Bir
bahar sabahı, güneş ışınları her yanı yavaş yavaş aydınlatmaya başladı. Güneşin
doğmasıyla sular, parıldadı. Deredeki balıklar, zıplayarak mutlulukla yol aldı
suyun içinde. Deniz canlıları, suyun yüzeyine yaklaşarak ışınların verdiği
sıcaklığı duyumsadı. Toprak, gülümsedi yavaşça. Toprak örtüsünün altına saklanan
böcekler, kımıldayarak yüzeye çıktılar ürkeklikle. Her türden bitki,
yapraklarıyla selamladı güneşi. Hava, soluklandı gülümseyerek. Kuşlar havada
uçmaya başladı sevinçle. Hafif bir yel, havaya da toprağa da suya da ve onlarda
yaşam bulan tüm canlılara da sabah serinliğini üfledi.
Çocuk,
uçurtmasını salıverdi gökyüzüne. Yelin gücüyle uçurtma, ak bulutlara doğru
yükseldi.
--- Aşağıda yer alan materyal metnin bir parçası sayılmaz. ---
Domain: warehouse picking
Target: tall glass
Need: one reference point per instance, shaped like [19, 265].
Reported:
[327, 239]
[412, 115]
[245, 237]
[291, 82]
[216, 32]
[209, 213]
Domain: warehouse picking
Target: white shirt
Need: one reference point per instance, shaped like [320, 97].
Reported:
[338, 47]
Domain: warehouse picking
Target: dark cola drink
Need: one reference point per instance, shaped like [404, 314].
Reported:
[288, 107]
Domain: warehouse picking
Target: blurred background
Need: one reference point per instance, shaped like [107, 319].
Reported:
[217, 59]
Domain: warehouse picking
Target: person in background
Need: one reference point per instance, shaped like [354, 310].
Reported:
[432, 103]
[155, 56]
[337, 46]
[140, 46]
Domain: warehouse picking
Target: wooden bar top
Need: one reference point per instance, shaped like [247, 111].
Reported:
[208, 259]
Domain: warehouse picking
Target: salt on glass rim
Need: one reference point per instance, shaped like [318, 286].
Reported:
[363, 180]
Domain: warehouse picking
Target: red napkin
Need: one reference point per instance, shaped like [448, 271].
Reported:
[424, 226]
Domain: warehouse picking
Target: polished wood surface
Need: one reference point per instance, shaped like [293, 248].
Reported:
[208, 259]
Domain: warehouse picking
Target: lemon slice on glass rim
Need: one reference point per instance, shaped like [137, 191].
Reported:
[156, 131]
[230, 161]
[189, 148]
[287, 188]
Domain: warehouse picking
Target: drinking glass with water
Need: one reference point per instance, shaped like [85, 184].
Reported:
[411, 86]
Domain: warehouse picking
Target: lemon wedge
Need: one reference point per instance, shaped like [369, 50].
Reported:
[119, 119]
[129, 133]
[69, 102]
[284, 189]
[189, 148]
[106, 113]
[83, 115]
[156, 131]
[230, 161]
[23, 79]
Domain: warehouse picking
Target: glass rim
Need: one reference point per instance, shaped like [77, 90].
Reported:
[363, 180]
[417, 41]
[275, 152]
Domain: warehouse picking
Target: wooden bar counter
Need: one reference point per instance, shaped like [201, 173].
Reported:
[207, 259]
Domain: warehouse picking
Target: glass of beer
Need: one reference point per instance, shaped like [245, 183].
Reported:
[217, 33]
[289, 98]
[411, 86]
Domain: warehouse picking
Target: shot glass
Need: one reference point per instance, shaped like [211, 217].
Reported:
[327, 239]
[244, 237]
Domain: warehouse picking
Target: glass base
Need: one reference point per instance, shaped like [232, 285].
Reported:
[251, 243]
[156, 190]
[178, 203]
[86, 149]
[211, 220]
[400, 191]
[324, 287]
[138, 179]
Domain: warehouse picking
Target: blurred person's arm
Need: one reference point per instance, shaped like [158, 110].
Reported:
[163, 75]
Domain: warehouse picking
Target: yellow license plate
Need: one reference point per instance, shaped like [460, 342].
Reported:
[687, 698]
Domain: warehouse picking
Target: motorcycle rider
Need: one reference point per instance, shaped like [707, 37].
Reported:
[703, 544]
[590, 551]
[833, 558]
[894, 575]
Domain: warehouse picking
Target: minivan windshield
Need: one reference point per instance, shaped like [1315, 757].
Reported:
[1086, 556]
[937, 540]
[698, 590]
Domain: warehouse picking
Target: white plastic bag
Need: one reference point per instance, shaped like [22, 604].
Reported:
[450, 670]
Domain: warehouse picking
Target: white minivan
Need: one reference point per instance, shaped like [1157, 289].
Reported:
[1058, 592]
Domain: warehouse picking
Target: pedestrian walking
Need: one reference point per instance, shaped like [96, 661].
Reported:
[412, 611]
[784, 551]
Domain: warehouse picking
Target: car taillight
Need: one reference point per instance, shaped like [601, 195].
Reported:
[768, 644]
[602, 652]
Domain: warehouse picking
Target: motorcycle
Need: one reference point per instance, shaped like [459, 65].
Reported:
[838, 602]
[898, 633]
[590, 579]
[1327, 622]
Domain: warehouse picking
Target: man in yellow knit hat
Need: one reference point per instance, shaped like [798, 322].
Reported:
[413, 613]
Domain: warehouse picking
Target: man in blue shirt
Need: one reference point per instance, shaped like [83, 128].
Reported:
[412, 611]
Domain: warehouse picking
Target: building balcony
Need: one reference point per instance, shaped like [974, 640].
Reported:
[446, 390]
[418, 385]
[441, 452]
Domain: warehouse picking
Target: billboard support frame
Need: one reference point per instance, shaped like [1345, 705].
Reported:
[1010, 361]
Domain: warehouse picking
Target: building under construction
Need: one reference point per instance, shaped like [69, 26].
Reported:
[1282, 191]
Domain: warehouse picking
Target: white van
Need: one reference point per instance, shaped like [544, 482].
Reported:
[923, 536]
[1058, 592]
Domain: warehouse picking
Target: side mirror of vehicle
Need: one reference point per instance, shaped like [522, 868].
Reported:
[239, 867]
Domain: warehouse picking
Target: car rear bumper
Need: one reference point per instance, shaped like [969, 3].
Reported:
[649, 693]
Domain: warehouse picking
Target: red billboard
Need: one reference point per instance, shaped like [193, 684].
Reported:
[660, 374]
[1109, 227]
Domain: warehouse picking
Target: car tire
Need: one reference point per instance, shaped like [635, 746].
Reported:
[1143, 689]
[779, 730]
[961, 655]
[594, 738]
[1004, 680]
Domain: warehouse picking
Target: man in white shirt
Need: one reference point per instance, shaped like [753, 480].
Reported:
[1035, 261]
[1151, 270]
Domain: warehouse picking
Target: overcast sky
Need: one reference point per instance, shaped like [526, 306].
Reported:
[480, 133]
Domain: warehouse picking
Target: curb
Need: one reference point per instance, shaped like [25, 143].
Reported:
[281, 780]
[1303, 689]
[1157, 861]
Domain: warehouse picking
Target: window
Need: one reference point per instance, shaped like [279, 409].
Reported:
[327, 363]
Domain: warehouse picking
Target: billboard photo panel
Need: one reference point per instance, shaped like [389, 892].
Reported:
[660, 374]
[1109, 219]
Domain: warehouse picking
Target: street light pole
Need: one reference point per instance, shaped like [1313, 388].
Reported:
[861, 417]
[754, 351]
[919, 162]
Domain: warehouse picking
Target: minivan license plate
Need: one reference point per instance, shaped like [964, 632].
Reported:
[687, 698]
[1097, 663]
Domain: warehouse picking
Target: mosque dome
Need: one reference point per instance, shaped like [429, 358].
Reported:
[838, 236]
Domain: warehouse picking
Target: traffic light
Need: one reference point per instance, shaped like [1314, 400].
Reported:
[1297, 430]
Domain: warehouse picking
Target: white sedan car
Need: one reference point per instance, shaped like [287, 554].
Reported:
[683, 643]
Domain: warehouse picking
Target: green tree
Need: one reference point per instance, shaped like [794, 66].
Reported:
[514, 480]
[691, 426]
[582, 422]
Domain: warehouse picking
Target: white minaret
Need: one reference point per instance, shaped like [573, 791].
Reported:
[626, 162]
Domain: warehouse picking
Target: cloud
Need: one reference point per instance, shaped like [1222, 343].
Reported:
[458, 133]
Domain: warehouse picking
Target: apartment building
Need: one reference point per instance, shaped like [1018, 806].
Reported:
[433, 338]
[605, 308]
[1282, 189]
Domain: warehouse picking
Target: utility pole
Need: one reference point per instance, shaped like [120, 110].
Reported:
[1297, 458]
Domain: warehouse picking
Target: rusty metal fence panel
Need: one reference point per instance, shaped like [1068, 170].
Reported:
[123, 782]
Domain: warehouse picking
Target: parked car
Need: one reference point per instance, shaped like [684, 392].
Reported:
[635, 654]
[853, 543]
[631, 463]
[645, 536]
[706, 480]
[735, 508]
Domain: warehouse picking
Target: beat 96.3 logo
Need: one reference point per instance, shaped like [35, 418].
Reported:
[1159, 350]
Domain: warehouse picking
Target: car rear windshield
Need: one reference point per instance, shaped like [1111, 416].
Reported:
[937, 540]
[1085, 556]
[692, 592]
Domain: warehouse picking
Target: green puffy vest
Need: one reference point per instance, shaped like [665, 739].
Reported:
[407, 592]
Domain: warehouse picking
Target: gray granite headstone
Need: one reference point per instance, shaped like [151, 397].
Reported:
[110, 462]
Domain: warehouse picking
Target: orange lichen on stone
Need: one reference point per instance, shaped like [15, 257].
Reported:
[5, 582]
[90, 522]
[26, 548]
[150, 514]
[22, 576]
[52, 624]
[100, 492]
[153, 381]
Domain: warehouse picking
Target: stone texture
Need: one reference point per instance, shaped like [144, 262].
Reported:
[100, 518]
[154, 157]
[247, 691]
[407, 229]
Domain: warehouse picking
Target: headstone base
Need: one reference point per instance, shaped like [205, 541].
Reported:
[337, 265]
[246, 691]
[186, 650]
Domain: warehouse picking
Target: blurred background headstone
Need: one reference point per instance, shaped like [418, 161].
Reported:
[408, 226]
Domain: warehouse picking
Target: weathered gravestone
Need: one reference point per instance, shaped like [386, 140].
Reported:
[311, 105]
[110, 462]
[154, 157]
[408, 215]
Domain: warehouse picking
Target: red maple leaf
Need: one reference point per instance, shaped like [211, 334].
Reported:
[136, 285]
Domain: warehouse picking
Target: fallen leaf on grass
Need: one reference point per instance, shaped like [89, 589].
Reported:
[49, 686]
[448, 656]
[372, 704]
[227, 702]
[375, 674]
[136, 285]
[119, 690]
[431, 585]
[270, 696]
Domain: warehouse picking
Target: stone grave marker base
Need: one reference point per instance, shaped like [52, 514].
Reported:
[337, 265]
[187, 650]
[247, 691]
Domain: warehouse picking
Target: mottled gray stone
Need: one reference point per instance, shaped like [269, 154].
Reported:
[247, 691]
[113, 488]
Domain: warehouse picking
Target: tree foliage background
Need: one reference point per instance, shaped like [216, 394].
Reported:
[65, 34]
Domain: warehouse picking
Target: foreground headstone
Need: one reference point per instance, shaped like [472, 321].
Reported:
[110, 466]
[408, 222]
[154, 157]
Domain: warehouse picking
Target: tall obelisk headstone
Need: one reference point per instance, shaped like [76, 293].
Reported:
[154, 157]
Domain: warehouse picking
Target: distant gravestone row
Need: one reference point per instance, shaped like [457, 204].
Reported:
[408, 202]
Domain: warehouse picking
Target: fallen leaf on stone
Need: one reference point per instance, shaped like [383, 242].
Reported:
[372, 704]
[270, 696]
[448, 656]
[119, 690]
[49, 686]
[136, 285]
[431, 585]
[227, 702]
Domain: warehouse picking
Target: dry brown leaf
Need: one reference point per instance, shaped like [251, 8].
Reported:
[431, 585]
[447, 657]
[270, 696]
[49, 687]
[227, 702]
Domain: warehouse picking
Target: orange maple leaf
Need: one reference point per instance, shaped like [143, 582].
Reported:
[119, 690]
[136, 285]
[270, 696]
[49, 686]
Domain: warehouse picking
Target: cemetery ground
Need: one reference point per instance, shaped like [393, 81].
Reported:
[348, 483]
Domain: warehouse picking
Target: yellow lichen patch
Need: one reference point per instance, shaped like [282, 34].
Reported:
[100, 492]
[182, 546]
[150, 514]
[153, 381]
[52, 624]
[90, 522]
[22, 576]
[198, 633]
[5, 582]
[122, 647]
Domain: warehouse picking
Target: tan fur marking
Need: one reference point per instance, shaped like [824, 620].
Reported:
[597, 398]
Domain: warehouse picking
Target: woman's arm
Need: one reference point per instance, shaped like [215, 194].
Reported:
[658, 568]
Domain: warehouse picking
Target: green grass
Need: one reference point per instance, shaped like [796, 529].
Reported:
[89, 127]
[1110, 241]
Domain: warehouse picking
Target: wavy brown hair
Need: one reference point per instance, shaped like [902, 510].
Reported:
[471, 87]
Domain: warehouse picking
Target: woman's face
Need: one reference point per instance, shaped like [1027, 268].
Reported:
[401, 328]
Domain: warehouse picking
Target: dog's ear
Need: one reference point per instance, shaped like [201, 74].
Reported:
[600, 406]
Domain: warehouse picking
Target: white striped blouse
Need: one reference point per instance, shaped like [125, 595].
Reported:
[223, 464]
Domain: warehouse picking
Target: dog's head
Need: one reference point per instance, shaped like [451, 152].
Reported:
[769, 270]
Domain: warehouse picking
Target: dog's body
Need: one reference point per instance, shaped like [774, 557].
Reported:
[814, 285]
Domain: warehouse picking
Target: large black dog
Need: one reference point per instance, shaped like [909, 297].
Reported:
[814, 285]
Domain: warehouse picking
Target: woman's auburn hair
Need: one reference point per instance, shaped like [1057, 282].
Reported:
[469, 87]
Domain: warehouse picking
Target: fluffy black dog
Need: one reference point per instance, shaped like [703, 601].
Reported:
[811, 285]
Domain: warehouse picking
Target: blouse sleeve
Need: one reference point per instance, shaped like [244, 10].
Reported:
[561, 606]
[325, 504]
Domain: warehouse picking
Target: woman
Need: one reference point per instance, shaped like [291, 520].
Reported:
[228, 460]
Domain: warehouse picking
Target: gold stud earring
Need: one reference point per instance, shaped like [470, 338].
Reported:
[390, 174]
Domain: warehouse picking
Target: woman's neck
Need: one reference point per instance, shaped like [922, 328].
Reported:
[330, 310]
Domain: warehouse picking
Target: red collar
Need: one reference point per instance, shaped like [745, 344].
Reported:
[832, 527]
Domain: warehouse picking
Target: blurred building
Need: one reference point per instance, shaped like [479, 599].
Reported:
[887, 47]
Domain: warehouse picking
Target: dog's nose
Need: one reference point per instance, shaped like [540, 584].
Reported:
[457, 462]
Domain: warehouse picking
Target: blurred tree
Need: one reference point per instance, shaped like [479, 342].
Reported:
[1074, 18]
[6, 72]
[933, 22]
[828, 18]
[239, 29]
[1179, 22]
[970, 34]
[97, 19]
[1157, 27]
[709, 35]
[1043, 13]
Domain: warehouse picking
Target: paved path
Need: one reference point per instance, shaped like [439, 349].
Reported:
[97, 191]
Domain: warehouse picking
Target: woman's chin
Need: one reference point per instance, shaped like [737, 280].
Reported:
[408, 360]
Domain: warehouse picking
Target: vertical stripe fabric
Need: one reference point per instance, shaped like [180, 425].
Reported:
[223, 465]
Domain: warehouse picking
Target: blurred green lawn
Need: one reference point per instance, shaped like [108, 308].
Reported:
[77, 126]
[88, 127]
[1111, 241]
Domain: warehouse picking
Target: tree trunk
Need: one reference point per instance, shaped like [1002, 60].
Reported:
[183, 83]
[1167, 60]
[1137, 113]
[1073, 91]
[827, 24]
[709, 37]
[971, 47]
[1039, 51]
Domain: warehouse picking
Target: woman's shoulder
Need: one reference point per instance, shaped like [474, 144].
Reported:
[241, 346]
Uçurtmanın elinden kaçıp gitmemesi için ipini bileğine bağladı. Yel,
biraz hızlanınca çocuğun ayakları yerden kesilir gibi oldu. Havaya dönüp sordu:
“Beni uçurtup bulutların üstüne çıkarmazsın değil mi?”
Hava:
“İstersen seni uçurup alırım ak bulutların üstüne. Ancak inişin tehlikeli olur.”
dedi.
Çocuk:
“Sen, bana kötülük yapmazsın. Çünkü sen olmasan ben yaşayamam.” diyerek inledi.
Hava:
“Haklısın, ben sana kötülük yapmam. Sen, benim gücümle bulutlara çıkarsın; ancak
aşağıya düşmen yerçekimiyle olur. Bu da sana zarar verebilir.” diye iç geçirdi.
Çocuk:
“Sen olmazsan yaşam olmaz.”
Hava,
tam da ağzını açıp bir şey diyecekti ki diyemedi. Karşıdaki fabrikanın bacasından
kapkara dumanlar çıkınca birden derinden öksürdü, boğulur gibi oldu. Sonrasında
döndü çocuğa: “Görüyorsun değil mi? Doğaya yaşam veren ben, fabrikanın zehirle dolu
dumanından neredeyse soluk alamayacaktım, soluk alamaz oldum bir an.”
Çocuk:
“Evet fark ettim dumandan çok rahatsız olduğunuzu. Öksürüğünüzle esen yel birden
çoğaldı.”
Aşağıdan
deniz, hafifçe dalgalanıp kıyıda şıp şıp diye sesler çıkardı. Dalgalar; su
yüzeyindeki karpuz kabuklarını, kâğıt parçalarını, plastik şişeleri, dal kırıklarını,
araba lastiklerini, ambalaj kâğıtlarını ve çok fark edilemeyen küçük cisimleri
kumsala doğru götürdü. Kumsalın rengi değişti birden.
Denizdeki
sular dile gelip döndü çocuğa: “İnsanlar ellerine ne geçerse her şeyi, benim
içime atıyorlar. Bir de akarsuların getirdiği çöpler var her gün. Ayrıca şehir
kanalizasyonunu da salıveriyorlar derin yerlerime doğru. Bir de havayı boğulacak
gibi yapan fabrika var ya, kimyasal maddelerle dolu atık sularını yandaki dereye
boşaltıyor. Deredeki su, çok geçmeden bana kavuşuyor.” diyerek dert yandı.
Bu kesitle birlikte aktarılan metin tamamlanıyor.